How ironic that our national motto is _Satya meva jayete,_
*Problem:* we want entertainment and someone to hate… We don’t love truth, we fear and resent it because it reveals how pathetic we are
Very true, and aptly put. Thank you Alice.
This strategy as well applies to all articles published.
Not entirely. While bias may creep into some published articles, to say the same strategy applies to all of them is unfair. There are still journalists and writers who strive to present facts with integrity. The challenge is not to dismiss everything as manipulated, but to discern carefully between propaganda and genuine reporting.
Absolutely true
Yes indeed Robert, your words strike at the very heart of what has gone wrong with our times. Once upon a time, news was about facts, however bitter they might have been. Today, it has become a spectacle, designed to dazzle, to divide, and to distract rather than to inform. I particularly liked your line that “the louder the noise, the less the truth.” It is painfully true, newsrooms have turned into theatres, with anchors acting more like performers than journalists. The refreshing honesty you describe in small podcasts, YouTube voices, and independent channels is indeed where truth has found refuge. Ultimately, as you rightly say, the choice rests with us; whether to consume the lie dressed in glitter, or to have the courage to listen to truth spoken in a quiet, unvarnished tone.
Interesting debate.
On a humorous note, wouldn’t it be interesting if all these anchors cum actors take a lie-detector test while on air, doing their act? 😃
The “truth or dare to bare trp ratings.”
Those were the days where tuning into Doordarshan and listening to Pratima Puri, Geetanjali
Aiyar, Neethi Ravindran, Gerson D’Cunha and a host of a few more great dignified anchors who gave us the news the way it was, with no more personal biases or opinions, compared to the cacophony and the bombardment by the present day journos, newscaster…. and the horrible debates that follow over some political event, tragedy or whatever. It’s so fortunate that the remotes have a switch off button.
Bob, your thoughts so well expressed, confer with mine too.
Thank you Villiers!
Many news channels have become comedy shows and hate breeding grounds. They are no more news. No ethics.

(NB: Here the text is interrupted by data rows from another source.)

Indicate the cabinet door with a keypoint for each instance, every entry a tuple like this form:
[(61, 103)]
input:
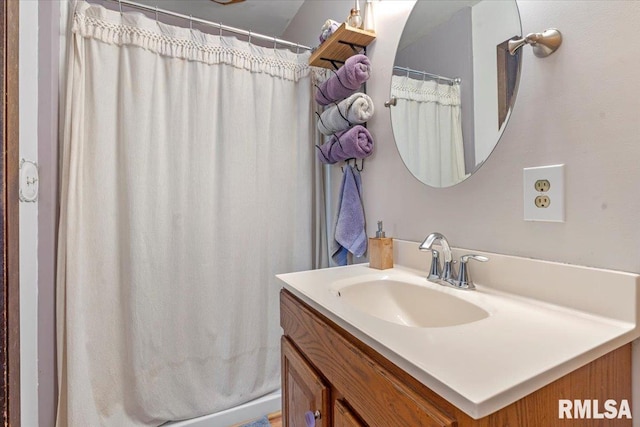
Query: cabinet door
[(343, 417), (304, 391)]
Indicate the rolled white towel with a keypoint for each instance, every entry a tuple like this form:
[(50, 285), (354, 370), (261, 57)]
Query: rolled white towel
[(354, 110)]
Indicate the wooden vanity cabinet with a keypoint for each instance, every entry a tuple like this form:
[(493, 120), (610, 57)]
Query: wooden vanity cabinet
[(326, 368), (306, 390)]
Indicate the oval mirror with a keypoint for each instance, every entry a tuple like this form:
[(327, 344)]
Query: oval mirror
[(453, 86)]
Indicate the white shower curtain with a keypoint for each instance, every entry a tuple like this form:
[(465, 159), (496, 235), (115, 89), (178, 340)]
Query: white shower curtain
[(187, 183), (428, 129)]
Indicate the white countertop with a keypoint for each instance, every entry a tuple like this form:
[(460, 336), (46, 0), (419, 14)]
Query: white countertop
[(525, 343)]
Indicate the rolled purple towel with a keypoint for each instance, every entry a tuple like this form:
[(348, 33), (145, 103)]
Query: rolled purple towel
[(355, 142), (346, 80)]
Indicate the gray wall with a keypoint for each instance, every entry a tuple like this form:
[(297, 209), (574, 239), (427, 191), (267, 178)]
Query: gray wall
[(580, 107), (447, 51)]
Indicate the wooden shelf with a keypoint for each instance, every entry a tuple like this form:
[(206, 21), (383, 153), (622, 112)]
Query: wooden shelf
[(342, 44)]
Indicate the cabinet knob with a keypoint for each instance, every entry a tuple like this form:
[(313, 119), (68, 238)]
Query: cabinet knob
[(311, 417)]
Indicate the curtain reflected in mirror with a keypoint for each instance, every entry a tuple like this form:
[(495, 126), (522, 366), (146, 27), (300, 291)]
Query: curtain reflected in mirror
[(427, 125), (453, 77)]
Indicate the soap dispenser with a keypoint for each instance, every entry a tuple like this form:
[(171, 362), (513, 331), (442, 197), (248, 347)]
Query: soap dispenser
[(380, 250)]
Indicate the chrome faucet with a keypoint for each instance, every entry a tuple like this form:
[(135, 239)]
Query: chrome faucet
[(448, 276), (447, 271)]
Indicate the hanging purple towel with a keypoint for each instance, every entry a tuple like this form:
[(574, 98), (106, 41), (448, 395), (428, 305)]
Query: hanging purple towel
[(355, 142), (345, 81), (349, 235)]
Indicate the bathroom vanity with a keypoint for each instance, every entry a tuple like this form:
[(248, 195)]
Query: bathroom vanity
[(348, 367)]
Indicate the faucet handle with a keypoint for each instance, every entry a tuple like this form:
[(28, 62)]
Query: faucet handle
[(434, 271), (464, 280)]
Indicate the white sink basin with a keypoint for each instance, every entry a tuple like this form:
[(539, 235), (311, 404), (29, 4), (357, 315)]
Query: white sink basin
[(409, 304)]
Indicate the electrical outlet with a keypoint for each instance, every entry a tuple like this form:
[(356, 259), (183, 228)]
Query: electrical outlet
[(544, 193), (542, 201), (542, 185)]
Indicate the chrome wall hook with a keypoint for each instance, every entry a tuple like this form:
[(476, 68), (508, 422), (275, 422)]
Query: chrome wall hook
[(543, 44)]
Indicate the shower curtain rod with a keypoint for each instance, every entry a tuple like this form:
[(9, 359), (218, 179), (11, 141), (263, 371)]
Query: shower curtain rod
[(222, 27), (453, 81)]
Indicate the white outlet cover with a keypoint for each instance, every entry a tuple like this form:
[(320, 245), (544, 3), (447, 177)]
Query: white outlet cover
[(555, 175), (28, 187)]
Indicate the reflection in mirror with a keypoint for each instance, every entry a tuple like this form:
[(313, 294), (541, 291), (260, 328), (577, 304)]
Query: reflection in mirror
[(454, 85)]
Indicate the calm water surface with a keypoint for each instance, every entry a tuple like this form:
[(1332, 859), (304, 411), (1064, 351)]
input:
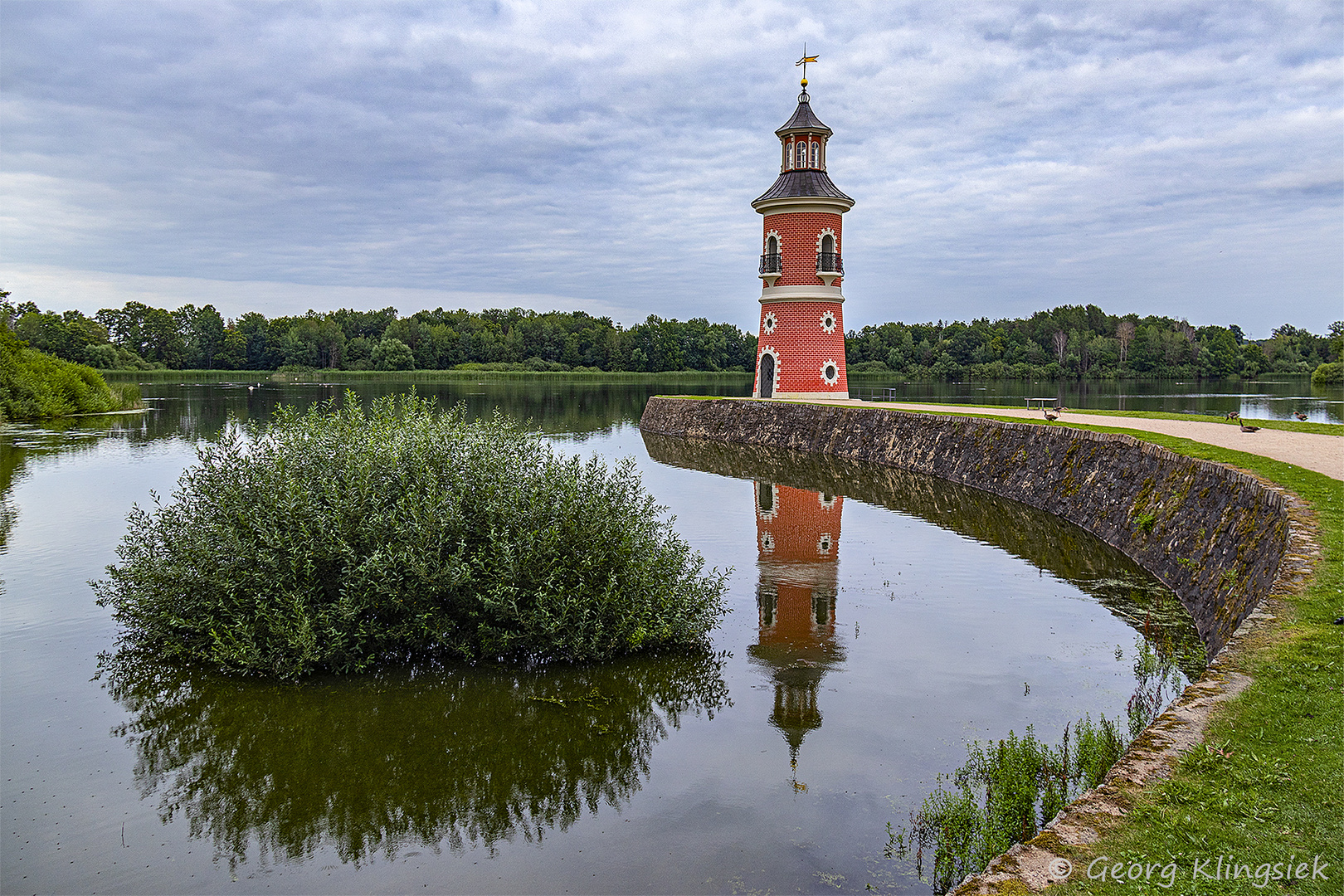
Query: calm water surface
[(880, 621), (1274, 399)]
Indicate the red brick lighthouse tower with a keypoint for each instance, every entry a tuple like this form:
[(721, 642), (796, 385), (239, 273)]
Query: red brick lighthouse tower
[(800, 351)]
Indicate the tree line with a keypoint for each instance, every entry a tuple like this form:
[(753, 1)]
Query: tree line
[(1070, 342), (139, 336)]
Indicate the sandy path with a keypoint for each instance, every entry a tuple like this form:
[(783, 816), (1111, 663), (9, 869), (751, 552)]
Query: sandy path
[(1309, 450)]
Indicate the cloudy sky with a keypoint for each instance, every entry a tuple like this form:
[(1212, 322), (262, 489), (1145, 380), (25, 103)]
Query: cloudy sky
[(1183, 158)]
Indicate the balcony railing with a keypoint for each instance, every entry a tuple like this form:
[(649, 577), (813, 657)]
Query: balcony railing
[(830, 264)]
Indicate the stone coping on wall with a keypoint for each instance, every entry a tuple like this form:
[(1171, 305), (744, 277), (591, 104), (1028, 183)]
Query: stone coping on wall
[(1222, 539), (1211, 533)]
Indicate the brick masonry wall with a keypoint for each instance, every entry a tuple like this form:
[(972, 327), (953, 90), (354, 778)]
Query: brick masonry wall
[(1211, 533), (802, 347), (799, 232)]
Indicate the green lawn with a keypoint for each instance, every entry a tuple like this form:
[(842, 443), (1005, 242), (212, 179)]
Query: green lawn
[(1268, 786)]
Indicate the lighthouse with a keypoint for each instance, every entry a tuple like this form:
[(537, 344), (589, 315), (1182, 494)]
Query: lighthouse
[(800, 348)]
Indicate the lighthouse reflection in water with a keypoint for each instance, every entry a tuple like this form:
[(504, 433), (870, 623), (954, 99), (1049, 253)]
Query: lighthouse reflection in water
[(799, 542)]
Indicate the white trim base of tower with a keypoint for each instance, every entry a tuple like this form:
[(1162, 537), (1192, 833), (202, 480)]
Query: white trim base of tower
[(830, 397), (801, 295)]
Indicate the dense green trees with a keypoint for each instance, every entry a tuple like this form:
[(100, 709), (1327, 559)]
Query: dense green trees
[(1081, 343), (1069, 342), (37, 384)]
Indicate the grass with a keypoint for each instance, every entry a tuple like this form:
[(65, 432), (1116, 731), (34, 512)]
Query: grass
[(1269, 782), (35, 386), (1292, 426)]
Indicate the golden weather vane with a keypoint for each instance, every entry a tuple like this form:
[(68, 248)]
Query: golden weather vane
[(804, 63)]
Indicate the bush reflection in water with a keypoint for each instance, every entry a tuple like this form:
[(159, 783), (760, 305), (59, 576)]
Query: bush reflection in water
[(452, 755)]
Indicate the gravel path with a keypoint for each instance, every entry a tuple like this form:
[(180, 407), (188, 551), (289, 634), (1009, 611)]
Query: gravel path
[(1309, 450)]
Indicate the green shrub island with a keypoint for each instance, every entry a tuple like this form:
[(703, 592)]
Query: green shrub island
[(336, 540)]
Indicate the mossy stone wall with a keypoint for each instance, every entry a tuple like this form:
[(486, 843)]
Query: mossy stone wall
[(1214, 535)]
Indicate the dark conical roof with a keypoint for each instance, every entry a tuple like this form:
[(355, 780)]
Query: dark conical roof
[(802, 119), (806, 182)]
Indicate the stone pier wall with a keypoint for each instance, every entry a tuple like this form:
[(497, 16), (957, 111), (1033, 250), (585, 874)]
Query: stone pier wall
[(1213, 535)]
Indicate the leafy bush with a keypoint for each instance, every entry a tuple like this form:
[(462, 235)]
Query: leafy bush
[(336, 540), (1328, 373), (35, 386)]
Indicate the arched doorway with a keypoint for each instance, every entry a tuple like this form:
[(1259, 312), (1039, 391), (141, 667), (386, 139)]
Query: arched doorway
[(767, 375)]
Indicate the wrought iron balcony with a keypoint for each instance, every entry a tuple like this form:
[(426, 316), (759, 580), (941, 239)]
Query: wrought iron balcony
[(830, 264)]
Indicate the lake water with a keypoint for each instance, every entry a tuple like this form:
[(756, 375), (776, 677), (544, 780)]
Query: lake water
[(1266, 399), (880, 622)]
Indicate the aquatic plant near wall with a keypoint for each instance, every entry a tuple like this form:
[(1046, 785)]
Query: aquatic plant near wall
[(335, 540), (1008, 789)]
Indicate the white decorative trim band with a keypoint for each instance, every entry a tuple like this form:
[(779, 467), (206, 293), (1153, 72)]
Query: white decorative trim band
[(801, 295)]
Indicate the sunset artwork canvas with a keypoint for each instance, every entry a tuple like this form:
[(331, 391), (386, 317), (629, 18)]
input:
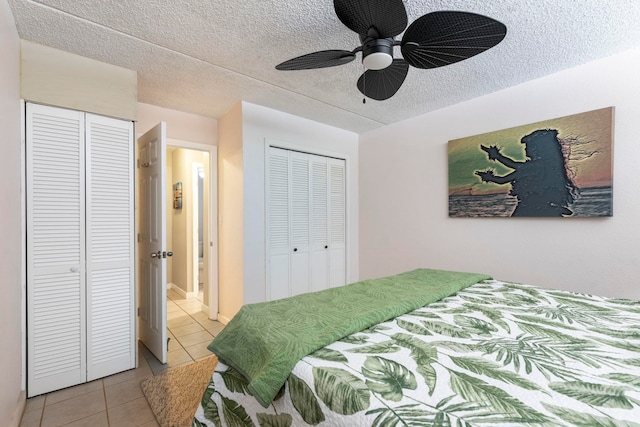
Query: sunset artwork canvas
[(561, 167)]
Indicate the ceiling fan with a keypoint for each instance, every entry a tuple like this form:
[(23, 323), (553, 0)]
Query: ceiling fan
[(433, 40)]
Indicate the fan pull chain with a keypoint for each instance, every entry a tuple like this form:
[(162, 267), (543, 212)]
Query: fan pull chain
[(364, 84)]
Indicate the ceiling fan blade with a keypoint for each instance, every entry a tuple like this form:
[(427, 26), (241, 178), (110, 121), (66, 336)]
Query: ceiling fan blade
[(442, 38), (389, 17), (321, 59), (383, 84)]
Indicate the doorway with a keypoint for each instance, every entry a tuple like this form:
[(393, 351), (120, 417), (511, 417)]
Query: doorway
[(190, 233)]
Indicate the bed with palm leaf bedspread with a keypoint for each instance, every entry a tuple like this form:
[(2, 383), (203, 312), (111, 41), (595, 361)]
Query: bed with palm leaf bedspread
[(489, 353)]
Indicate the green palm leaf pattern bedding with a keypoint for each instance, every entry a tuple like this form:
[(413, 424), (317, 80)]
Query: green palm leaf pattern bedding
[(493, 354)]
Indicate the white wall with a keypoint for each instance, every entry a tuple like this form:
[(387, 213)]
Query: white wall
[(55, 77), (180, 125), (11, 247), (247, 180), (404, 220), (230, 214)]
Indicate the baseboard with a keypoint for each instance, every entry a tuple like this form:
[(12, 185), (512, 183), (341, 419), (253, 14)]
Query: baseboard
[(17, 414), (180, 291), (223, 319), (205, 308)]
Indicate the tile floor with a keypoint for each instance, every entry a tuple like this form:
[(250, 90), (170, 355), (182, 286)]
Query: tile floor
[(118, 400)]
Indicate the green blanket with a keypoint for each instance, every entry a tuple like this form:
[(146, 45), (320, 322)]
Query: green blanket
[(264, 341)]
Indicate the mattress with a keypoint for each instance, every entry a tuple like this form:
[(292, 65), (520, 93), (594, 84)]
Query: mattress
[(490, 354)]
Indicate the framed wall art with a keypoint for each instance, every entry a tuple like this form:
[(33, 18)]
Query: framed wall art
[(177, 195), (561, 167)]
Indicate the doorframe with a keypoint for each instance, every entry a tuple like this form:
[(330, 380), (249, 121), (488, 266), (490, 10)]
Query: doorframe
[(212, 302)]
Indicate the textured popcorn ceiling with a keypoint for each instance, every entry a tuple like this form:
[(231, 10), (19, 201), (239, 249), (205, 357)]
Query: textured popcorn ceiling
[(204, 56)]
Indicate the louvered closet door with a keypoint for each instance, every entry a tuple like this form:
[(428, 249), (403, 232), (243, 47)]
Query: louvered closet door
[(278, 224), (55, 249), (337, 222), (110, 250), (306, 223), (300, 223), (319, 225)]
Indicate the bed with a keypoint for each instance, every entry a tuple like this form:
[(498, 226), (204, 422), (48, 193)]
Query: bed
[(478, 352)]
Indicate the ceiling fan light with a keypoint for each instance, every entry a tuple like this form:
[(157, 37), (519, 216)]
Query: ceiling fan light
[(377, 61)]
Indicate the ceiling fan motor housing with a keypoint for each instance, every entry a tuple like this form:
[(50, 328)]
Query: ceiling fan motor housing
[(377, 54)]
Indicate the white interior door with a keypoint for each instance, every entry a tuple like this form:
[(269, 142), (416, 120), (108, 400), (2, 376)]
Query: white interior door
[(152, 251)]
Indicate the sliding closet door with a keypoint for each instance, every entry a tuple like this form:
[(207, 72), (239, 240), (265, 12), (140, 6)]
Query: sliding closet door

Exactly William. What a sham!
This piece really resonates with the current state of news media. The comparison between loud, dramatic newsrooms and the calmer, more honest voices of independent creators – like Sujit Nair, Neelu Vyas, Dhruv Rathee, Ravish Kumar, NewsLaundry, Faye D’Souza – is especially striking. It’s so true that today, finding the real facts depends more on our willingness to think critically and step beyond surface-level spectacle. Thank you for reminding us that the search for truth is now personal,:and that while the official voices may get louder, genuine honesty often speaks in a quieter tone.